The Internet has quickly become a convenient venue for the exchange of malicious ideas. It has provided indecent people with a significant advantage in society’s war on evil: anonymity. Hiding under the guise of fake social media profiles, people now spread hatred over the Internet, often in the form of memes, seemingly humorous images and captions posted onto online forums. While these memes can be used responsibly, a vast majority of them create negative online environments. They have been used to serve a variety of immoral purposes, from poking fun at others’ appearances, to promulgating racism. While some would argue that this behavior is only marginal and has always been a part of society, the negative impacts of this issue cannot be overlooked. Cyberbullying, bullying that takes place on Internet platforms like Facebook, Twitter, and Instagram, is strongly correlated with tragedies such as teen suicide.

While these memes can be used responsibly, a vast majority of them create negative online environments. They have been used to serve a variety of immoral purposes, from poking fun at others’ appearances, to promulgating racism.

— Charlie Kraemer

What is most concerning about this issue is the scope of people that it affects. While we would like to think that we do not play a role in this destructive behavior, the immense popularity of insensitive messages on social media suggests otherwise. I have seen my own peers and friends join in the ranks of thousands of retweets sharing a hateful tweet, and I have seen myself abuse these networks as well. I have scrolled down the Explore tab of my Instagram account and seen images and posts so vile that one would expect them to be universally condemned, only to notice that they have been liked by hundreds of thousands of people.
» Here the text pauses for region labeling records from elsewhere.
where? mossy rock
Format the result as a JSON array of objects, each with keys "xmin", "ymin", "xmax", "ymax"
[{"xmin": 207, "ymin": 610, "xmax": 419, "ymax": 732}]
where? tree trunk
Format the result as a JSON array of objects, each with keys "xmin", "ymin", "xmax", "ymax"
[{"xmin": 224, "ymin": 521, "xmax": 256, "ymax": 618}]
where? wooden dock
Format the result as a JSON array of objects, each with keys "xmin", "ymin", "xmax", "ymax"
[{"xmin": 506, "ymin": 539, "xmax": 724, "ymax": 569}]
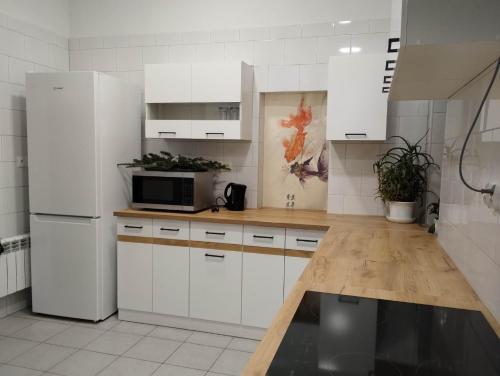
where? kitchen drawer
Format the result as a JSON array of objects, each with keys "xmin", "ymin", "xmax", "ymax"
[
  {"xmin": 117, "ymin": 217, "xmax": 153, "ymax": 237},
  {"xmin": 191, "ymin": 222, "xmax": 243, "ymax": 244},
  {"xmin": 243, "ymin": 225, "xmax": 285, "ymax": 248},
  {"xmin": 153, "ymin": 219, "xmax": 189, "ymax": 240},
  {"xmin": 189, "ymin": 248, "xmax": 242, "ymax": 324},
  {"xmin": 285, "ymin": 228, "xmax": 326, "ymax": 252},
  {"xmin": 191, "ymin": 120, "xmax": 240, "ymax": 140}
]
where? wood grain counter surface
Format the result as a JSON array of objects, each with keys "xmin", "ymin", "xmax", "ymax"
[{"xmin": 115, "ymin": 209, "xmax": 500, "ymax": 376}]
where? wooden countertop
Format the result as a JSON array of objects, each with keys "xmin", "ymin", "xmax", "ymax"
[{"xmin": 115, "ymin": 209, "xmax": 500, "ymax": 376}]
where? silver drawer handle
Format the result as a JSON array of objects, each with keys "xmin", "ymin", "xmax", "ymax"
[
  {"xmin": 205, "ymin": 253, "xmax": 224, "ymax": 259},
  {"xmin": 205, "ymin": 231, "xmax": 226, "ymax": 236},
  {"xmin": 253, "ymin": 235, "xmax": 274, "ymax": 240},
  {"xmin": 297, "ymin": 238, "xmax": 318, "ymax": 244}
]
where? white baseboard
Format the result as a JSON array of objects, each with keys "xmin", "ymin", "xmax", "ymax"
[{"xmin": 118, "ymin": 309, "xmax": 266, "ymax": 340}]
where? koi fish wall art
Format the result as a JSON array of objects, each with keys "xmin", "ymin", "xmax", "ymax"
[{"xmin": 262, "ymin": 93, "xmax": 329, "ymax": 210}]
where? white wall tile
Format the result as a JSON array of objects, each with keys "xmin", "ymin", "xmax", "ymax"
[
  {"xmin": 156, "ymin": 33, "xmax": 181, "ymax": 46},
  {"xmin": 254, "ymin": 40, "xmax": 285, "ymax": 65},
  {"xmin": 268, "ymin": 65, "xmax": 299, "ymax": 92},
  {"xmin": 169, "ymin": 45, "xmax": 196, "ymax": 63},
  {"xmin": 196, "ymin": 43, "xmax": 225, "ymax": 61},
  {"xmin": 26, "ymin": 37, "xmax": 49, "ymax": 65},
  {"xmin": 116, "ymin": 47, "xmax": 144, "ymax": 71},
  {"xmin": 181, "ymin": 31, "xmax": 212, "ymax": 44},
  {"xmin": 299, "ymin": 64, "xmax": 328, "ymax": 91},
  {"xmin": 351, "ymin": 33, "xmax": 388, "ymax": 54},
  {"xmin": 302, "ymin": 22, "xmax": 334, "ymax": 37},
  {"xmin": 69, "ymin": 50, "xmax": 92, "ymax": 71},
  {"xmin": 9, "ymin": 57, "xmax": 34, "ymax": 85},
  {"xmin": 284, "ymin": 38, "xmax": 318, "ymax": 64},
  {"xmin": 128, "ymin": 34, "xmax": 156, "ymax": 47},
  {"xmin": 240, "ymin": 27, "xmax": 270, "ymax": 41},
  {"xmin": 225, "ymin": 41, "xmax": 254, "ymax": 64},
  {"xmin": 142, "ymin": 46, "xmax": 169, "ymax": 64},
  {"xmin": 318, "ymin": 35, "xmax": 351, "ymax": 63},
  {"xmin": 212, "ymin": 29, "xmax": 236, "ymax": 42},
  {"xmin": 78, "ymin": 37, "xmax": 103, "ymax": 50},
  {"xmin": 103, "ymin": 36, "xmax": 129, "ymax": 48},
  {"xmin": 269, "ymin": 25, "xmax": 302, "ymax": 39}
]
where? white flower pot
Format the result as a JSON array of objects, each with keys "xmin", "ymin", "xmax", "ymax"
[{"xmin": 385, "ymin": 201, "xmax": 416, "ymax": 223}]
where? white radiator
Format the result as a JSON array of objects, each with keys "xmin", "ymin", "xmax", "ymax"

Society’s definition of justice has been loosened. Rather than discerning and following a higher path of virtue, we excuse slander on those we disagree with, be it our peers or our political officials, solely because of our disagreement with them. It is high time that we cease to avert our eyes from our own negative behavior, cease to excuse our bullying of another with our disapproval of another, and recognize the evil that occupies much of our action on the Internet.

One of my greatest concerns on this issue is that this injustice is frequently called to our attention, and yet like forgetful children, we revert almost unknowingly to our vices. I feel this is because degeneracy is strongly rooted in the function of social media itself. People don’t communicate with care and tact over the Internet, as it is a place of efficiency. Quantity precedes quality as we navigate hundreds of captions and images in a matter of minutes. Deliberate, meaningful communication can no longer exist because it must occur within the confines of character limits and the seconds of attention given to it. Given this seemingly unchanging role that social media plays in damaging our dialogue, I feel optimistic about only two solutions to its harms: severely limiting our use of these platforms, or reimagining these platforms so that they are used much differently.

The negative impacts of social media are only increasing. In order to combat these concerning trends, we must develop an austere sense of honesty with ourselves and significantly change the way we interact on these platforms to create a society free of bullying and advanced by thoughtfulness.